Bringing home the bacon

January 17, 2008 · By Marsilio Facino

The Thomist philosopher Etienne Gilson vigorously contended in his 1971 book From Aristotle to Darwin and Back Again that Francis Bacon and others perpetrated a philosophical error when they eliminated two of Aristotle’s four causes from the purview of science. They sought to explain everything in mechanistic terms, referring only to material and efficient causes and discarding formal and final causality.

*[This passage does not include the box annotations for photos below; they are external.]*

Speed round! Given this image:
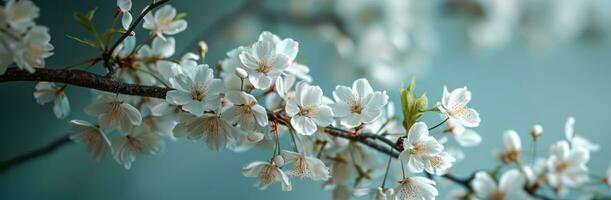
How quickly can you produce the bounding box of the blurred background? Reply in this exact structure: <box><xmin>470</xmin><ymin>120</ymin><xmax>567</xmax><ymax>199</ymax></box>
<box><xmin>0</xmin><ymin>0</ymin><xmax>611</xmax><ymax>199</ymax></box>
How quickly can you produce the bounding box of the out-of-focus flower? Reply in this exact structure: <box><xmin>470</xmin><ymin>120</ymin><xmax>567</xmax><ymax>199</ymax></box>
<box><xmin>70</xmin><ymin>120</ymin><xmax>111</xmax><ymax>161</ymax></box>
<box><xmin>547</xmin><ymin>141</ymin><xmax>590</xmax><ymax>191</ymax></box>
<box><xmin>85</xmin><ymin>93</ymin><xmax>142</xmax><ymax>131</ymax></box>
<box><xmin>393</xmin><ymin>176</ymin><xmax>439</xmax><ymax>200</ymax></box>
<box><xmin>471</xmin><ymin>169</ymin><xmax>528</xmax><ymax>199</ymax></box>
<box><xmin>331</xmin><ymin>79</ymin><xmax>388</xmax><ymax>127</ymax></box>
<box><xmin>439</xmin><ymin>86</ymin><xmax>480</xmax><ymax>127</ymax></box>
<box><xmin>117</xmin><ymin>0</ymin><xmax>133</xmax><ymax>30</ymax></box>
<box><xmin>285</xmin><ymin>82</ymin><xmax>333</xmax><ymax>135</ymax></box>
<box><xmin>0</xmin><ymin>0</ymin><xmax>40</xmax><ymax>34</ymax></box>
<box><xmin>112</xmin><ymin>126</ymin><xmax>164</xmax><ymax>169</ymax></box>
<box><xmin>13</xmin><ymin>26</ymin><xmax>54</xmax><ymax>73</ymax></box>
<box><xmin>242</xmin><ymin>156</ymin><xmax>292</xmax><ymax>191</ymax></box>
<box><xmin>34</xmin><ymin>82</ymin><xmax>70</xmax><ymax>119</ymax></box>
<box><xmin>142</xmin><ymin>5</ymin><xmax>187</xmax><ymax>38</ymax></box>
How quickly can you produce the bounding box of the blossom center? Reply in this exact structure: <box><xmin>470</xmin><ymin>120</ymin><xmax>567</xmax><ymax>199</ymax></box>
<box><xmin>409</xmin><ymin>142</ymin><xmax>426</xmax><ymax>155</ymax></box>
<box><xmin>257</xmin><ymin>60</ymin><xmax>272</xmax><ymax>75</ymax></box>
<box><xmin>299</xmin><ymin>106</ymin><xmax>316</xmax><ymax>117</ymax></box>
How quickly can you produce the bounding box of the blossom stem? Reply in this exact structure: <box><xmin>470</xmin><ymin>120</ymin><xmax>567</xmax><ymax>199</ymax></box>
<box><xmin>382</xmin><ymin>156</ymin><xmax>392</xmax><ymax>189</ymax></box>
<box><xmin>429</xmin><ymin>117</ymin><xmax>450</xmax><ymax>131</ymax></box>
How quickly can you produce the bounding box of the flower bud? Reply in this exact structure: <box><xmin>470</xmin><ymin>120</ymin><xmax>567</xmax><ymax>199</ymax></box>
<box><xmin>272</xmin><ymin>155</ymin><xmax>284</xmax><ymax>167</ymax></box>
<box><xmin>530</xmin><ymin>124</ymin><xmax>543</xmax><ymax>140</ymax></box>
<box><xmin>235</xmin><ymin>67</ymin><xmax>248</xmax><ymax>79</ymax></box>
<box><xmin>197</xmin><ymin>41</ymin><xmax>208</xmax><ymax>57</ymax></box>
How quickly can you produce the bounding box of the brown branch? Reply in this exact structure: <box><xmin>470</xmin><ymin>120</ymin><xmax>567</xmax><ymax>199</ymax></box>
<box><xmin>102</xmin><ymin>0</ymin><xmax>169</xmax><ymax>76</ymax></box>
<box><xmin>0</xmin><ymin>67</ymin><xmax>544</xmax><ymax>198</ymax></box>
<box><xmin>0</xmin><ymin>136</ymin><xmax>70</xmax><ymax>172</ymax></box>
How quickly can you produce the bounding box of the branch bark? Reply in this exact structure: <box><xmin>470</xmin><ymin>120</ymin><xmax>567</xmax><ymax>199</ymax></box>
<box><xmin>0</xmin><ymin>67</ymin><xmax>547</xmax><ymax>199</ymax></box>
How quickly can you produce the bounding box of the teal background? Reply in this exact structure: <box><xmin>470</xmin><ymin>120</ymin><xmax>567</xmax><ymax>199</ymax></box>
<box><xmin>0</xmin><ymin>0</ymin><xmax>611</xmax><ymax>199</ymax></box>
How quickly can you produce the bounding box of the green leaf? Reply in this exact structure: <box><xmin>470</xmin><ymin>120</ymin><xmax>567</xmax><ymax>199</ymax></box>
<box><xmin>66</xmin><ymin>35</ymin><xmax>98</xmax><ymax>48</ymax></box>
<box><xmin>73</xmin><ymin>12</ymin><xmax>96</xmax><ymax>34</ymax></box>
<box><xmin>401</xmin><ymin>77</ymin><xmax>428</xmax><ymax>132</ymax></box>
<box><xmin>174</xmin><ymin>12</ymin><xmax>187</xmax><ymax>20</ymax></box>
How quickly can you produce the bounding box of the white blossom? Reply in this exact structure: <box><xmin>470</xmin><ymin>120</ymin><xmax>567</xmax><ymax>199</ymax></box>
<box><xmin>34</xmin><ymin>82</ymin><xmax>70</xmax><ymax>119</ymax></box>
<box><xmin>117</xmin><ymin>0</ymin><xmax>133</xmax><ymax>30</ymax></box>
<box><xmin>242</xmin><ymin>156</ymin><xmax>292</xmax><ymax>191</ymax></box>
<box><xmin>240</xmin><ymin>34</ymin><xmax>290</xmax><ymax>89</ymax></box>
<box><xmin>112</xmin><ymin>126</ymin><xmax>163</xmax><ymax>169</ymax></box>
<box><xmin>285</xmin><ymin>82</ymin><xmax>333</xmax><ymax>135</ymax></box>
<box><xmin>221</xmin><ymin>92</ymin><xmax>268</xmax><ymax>130</ymax></box>
<box><xmin>447</xmin><ymin>119</ymin><xmax>482</xmax><ymax>147</ymax></box>
<box><xmin>424</xmin><ymin>152</ymin><xmax>456</xmax><ymax>175</ymax></box>
<box><xmin>399</xmin><ymin>122</ymin><xmax>443</xmax><ymax>172</ymax></box>
<box><xmin>142</xmin><ymin>5</ymin><xmax>187</xmax><ymax>38</ymax></box>
<box><xmin>331</xmin><ymin>79</ymin><xmax>388</xmax><ymax>127</ymax></box>
<box><xmin>439</xmin><ymin>86</ymin><xmax>480</xmax><ymax>127</ymax></box>
<box><xmin>13</xmin><ymin>26</ymin><xmax>54</xmax><ymax>73</ymax></box>
<box><xmin>393</xmin><ymin>176</ymin><xmax>439</xmax><ymax>200</ymax></box>
<box><xmin>547</xmin><ymin>141</ymin><xmax>590</xmax><ymax>191</ymax></box>
<box><xmin>282</xmin><ymin>151</ymin><xmax>330</xmax><ymax>181</ymax></box>
<box><xmin>70</xmin><ymin>120</ymin><xmax>111</xmax><ymax>161</ymax></box>
<box><xmin>85</xmin><ymin>93</ymin><xmax>142</xmax><ymax>131</ymax></box>
<box><xmin>354</xmin><ymin>187</ymin><xmax>395</xmax><ymax>200</ymax></box>
<box><xmin>173</xmin><ymin>114</ymin><xmax>233</xmax><ymax>151</ymax></box>
<box><xmin>166</xmin><ymin>65</ymin><xmax>223</xmax><ymax>116</ymax></box>
<box><xmin>0</xmin><ymin>0</ymin><xmax>40</xmax><ymax>34</ymax></box>
<box><xmin>471</xmin><ymin>169</ymin><xmax>528</xmax><ymax>199</ymax></box>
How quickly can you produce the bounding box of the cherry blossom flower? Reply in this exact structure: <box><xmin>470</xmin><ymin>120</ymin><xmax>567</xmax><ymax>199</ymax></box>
<box><xmin>85</xmin><ymin>93</ymin><xmax>142</xmax><ymax>131</ymax></box>
<box><xmin>34</xmin><ymin>82</ymin><xmax>70</xmax><ymax>119</ymax></box>
<box><xmin>424</xmin><ymin>151</ymin><xmax>456</xmax><ymax>176</ymax></box>
<box><xmin>354</xmin><ymin>187</ymin><xmax>395</xmax><ymax>200</ymax></box>
<box><xmin>564</xmin><ymin>117</ymin><xmax>600</xmax><ymax>152</ymax></box>
<box><xmin>240</xmin><ymin>34</ymin><xmax>290</xmax><ymax>89</ymax></box>
<box><xmin>399</xmin><ymin>122</ymin><xmax>443</xmax><ymax>172</ymax></box>
<box><xmin>142</xmin><ymin>5</ymin><xmax>187</xmax><ymax>38</ymax></box>
<box><xmin>166</xmin><ymin>65</ymin><xmax>223</xmax><ymax>116</ymax></box>
<box><xmin>285</xmin><ymin>82</ymin><xmax>333</xmax><ymax>135</ymax></box>
<box><xmin>446</xmin><ymin>118</ymin><xmax>482</xmax><ymax>147</ymax></box>
<box><xmin>282</xmin><ymin>151</ymin><xmax>330</xmax><ymax>181</ymax></box>
<box><xmin>173</xmin><ymin>114</ymin><xmax>234</xmax><ymax>151</ymax></box>
<box><xmin>221</xmin><ymin>92</ymin><xmax>268</xmax><ymax>130</ymax></box>
<box><xmin>393</xmin><ymin>176</ymin><xmax>439</xmax><ymax>200</ymax></box>
<box><xmin>112</xmin><ymin>126</ymin><xmax>164</xmax><ymax>169</ymax></box>
<box><xmin>70</xmin><ymin>120</ymin><xmax>111</xmax><ymax>161</ymax></box>
<box><xmin>331</xmin><ymin>79</ymin><xmax>388</xmax><ymax>127</ymax></box>
<box><xmin>242</xmin><ymin>155</ymin><xmax>292</xmax><ymax>191</ymax></box>
<box><xmin>547</xmin><ymin>141</ymin><xmax>590</xmax><ymax>189</ymax></box>
<box><xmin>13</xmin><ymin>26</ymin><xmax>54</xmax><ymax>73</ymax></box>
<box><xmin>471</xmin><ymin>169</ymin><xmax>528</xmax><ymax>199</ymax></box>
<box><xmin>439</xmin><ymin>86</ymin><xmax>480</xmax><ymax>127</ymax></box>
<box><xmin>117</xmin><ymin>0</ymin><xmax>133</xmax><ymax>30</ymax></box>
<box><xmin>0</xmin><ymin>0</ymin><xmax>40</xmax><ymax>34</ymax></box>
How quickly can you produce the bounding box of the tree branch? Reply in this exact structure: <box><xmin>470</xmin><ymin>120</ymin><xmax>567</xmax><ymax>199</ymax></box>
<box><xmin>0</xmin><ymin>67</ymin><xmax>547</xmax><ymax>199</ymax></box>
<box><xmin>0</xmin><ymin>136</ymin><xmax>70</xmax><ymax>172</ymax></box>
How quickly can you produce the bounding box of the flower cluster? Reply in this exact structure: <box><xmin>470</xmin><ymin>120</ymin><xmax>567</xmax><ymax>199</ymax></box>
<box><xmin>0</xmin><ymin>0</ymin><xmax>53</xmax><ymax>75</ymax></box>
<box><xmin>8</xmin><ymin>0</ymin><xmax>611</xmax><ymax>199</ymax></box>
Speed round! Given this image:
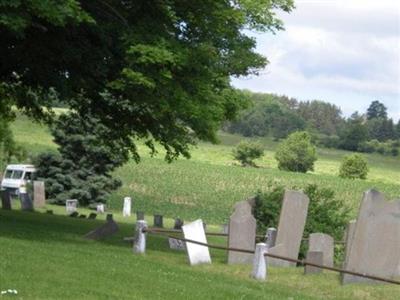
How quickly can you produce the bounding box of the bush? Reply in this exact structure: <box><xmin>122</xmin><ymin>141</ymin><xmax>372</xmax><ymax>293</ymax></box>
<box><xmin>233</xmin><ymin>141</ymin><xmax>264</xmax><ymax>167</ymax></box>
<box><xmin>275</xmin><ymin>131</ymin><xmax>317</xmax><ymax>173</ymax></box>
<box><xmin>253</xmin><ymin>184</ymin><xmax>350</xmax><ymax>260</ymax></box>
<box><xmin>339</xmin><ymin>154</ymin><xmax>369</xmax><ymax>179</ymax></box>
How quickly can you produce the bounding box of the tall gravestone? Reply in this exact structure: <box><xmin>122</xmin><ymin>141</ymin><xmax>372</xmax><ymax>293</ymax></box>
<box><xmin>308</xmin><ymin>233</ymin><xmax>334</xmax><ymax>267</ymax></box>
<box><xmin>122</xmin><ymin>197</ymin><xmax>132</xmax><ymax>217</ymax></box>
<box><xmin>0</xmin><ymin>190</ymin><xmax>11</xmax><ymax>210</ymax></box>
<box><xmin>342</xmin><ymin>190</ymin><xmax>400</xmax><ymax>284</ymax></box>
<box><xmin>33</xmin><ymin>181</ymin><xmax>46</xmax><ymax>207</ymax></box>
<box><xmin>228</xmin><ymin>201</ymin><xmax>256</xmax><ymax>264</ymax></box>
<box><xmin>182</xmin><ymin>220</ymin><xmax>211</xmax><ymax>265</ymax></box>
<box><xmin>269</xmin><ymin>190</ymin><xmax>310</xmax><ymax>267</ymax></box>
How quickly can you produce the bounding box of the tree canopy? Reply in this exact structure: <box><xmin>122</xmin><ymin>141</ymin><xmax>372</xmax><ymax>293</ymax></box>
<box><xmin>0</xmin><ymin>0</ymin><xmax>293</xmax><ymax>160</ymax></box>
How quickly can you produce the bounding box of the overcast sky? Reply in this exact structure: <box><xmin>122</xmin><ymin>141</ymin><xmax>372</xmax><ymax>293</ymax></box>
<box><xmin>233</xmin><ymin>0</ymin><xmax>400</xmax><ymax>120</ymax></box>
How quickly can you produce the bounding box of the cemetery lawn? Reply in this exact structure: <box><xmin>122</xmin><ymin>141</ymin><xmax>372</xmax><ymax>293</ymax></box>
<box><xmin>8</xmin><ymin>116</ymin><xmax>400</xmax><ymax>224</ymax></box>
<box><xmin>0</xmin><ymin>209</ymin><xmax>400</xmax><ymax>299</ymax></box>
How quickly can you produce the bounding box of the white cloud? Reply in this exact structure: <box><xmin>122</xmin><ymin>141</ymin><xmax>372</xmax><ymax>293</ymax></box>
<box><xmin>233</xmin><ymin>0</ymin><xmax>400</xmax><ymax>119</ymax></box>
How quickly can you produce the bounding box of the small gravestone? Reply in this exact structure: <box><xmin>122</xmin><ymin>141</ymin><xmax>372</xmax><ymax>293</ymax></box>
<box><xmin>96</xmin><ymin>203</ymin><xmax>105</xmax><ymax>214</ymax></box>
<box><xmin>85</xmin><ymin>214</ymin><xmax>119</xmax><ymax>240</ymax></box>
<box><xmin>69</xmin><ymin>211</ymin><xmax>79</xmax><ymax>218</ymax></box>
<box><xmin>228</xmin><ymin>201</ymin><xmax>256</xmax><ymax>264</ymax></box>
<box><xmin>342</xmin><ymin>190</ymin><xmax>400</xmax><ymax>284</ymax></box>
<box><xmin>154</xmin><ymin>215</ymin><xmax>164</xmax><ymax>228</ymax></box>
<box><xmin>304</xmin><ymin>251</ymin><xmax>324</xmax><ymax>274</ymax></box>
<box><xmin>182</xmin><ymin>220</ymin><xmax>211</xmax><ymax>265</ymax></box>
<box><xmin>269</xmin><ymin>190</ymin><xmax>310</xmax><ymax>267</ymax></box>
<box><xmin>0</xmin><ymin>190</ymin><xmax>11</xmax><ymax>210</ymax></box>
<box><xmin>174</xmin><ymin>218</ymin><xmax>183</xmax><ymax>230</ymax></box>
<box><xmin>19</xmin><ymin>188</ymin><xmax>33</xmax><ymax>211</ymax></box>
<box><xmin>33</xmin><ymin>181</ymin><xmax>46</xmax><ymax>207</ymax></box>
<box><xmin>122</xmin><ymin>197</ymin><xmax>132</xmax><ymax>217</ymax></box>
<box><xmin>136</xmin><ymin>211</ymin><xmax>144</xmax><ymax>221</ymax></box>
<box><xmin>65</xmin><ymin>199</ymin><xmax>78</xmax><ymax>214</ymax></box>
<box><xmin>308</xmin><ymin>233</ymin><xmax>334</xmax><ymax>267</ymax></box>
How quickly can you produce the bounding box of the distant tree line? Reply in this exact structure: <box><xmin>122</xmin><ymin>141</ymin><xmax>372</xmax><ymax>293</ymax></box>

That’s from the previously mentioned article God and Evolution by Cardinal Avery Dulles. For those who can provide a philosophical reason for this philosophical change, have at it in the comments.  For those looking for some homework help for their assignment, here’s a link to Aristotle on Causality at the Stanford Encyclopedia of Philosophy .

Vae victus.

Comments

2 Responses to “Bringing home the bacon”

  1. doug newton on January 17th, 2008 11:42 pm [#]

    I tried to compose a reply but it’s late and this link provides a more intelligible answer to your question than I could anyway.

    http://www.mathpages.com/home/.....ath581.htm

  2. Doc on January 18th, 2008 12:00 am [#]

    Francis Bacon did not accept (quite the opposite) that physical explanation by use of efficient and material causes are therefore ‘mechanical’. He explicitly deployed a range of non-mechanical ‘forces’ more akin to Aristotelian or Galenic ‘Attraction’ (and the like) than the Cardinal (or Gilson) seems aware of. A read of Novum Organum Book 2 will disbuse you of this canard.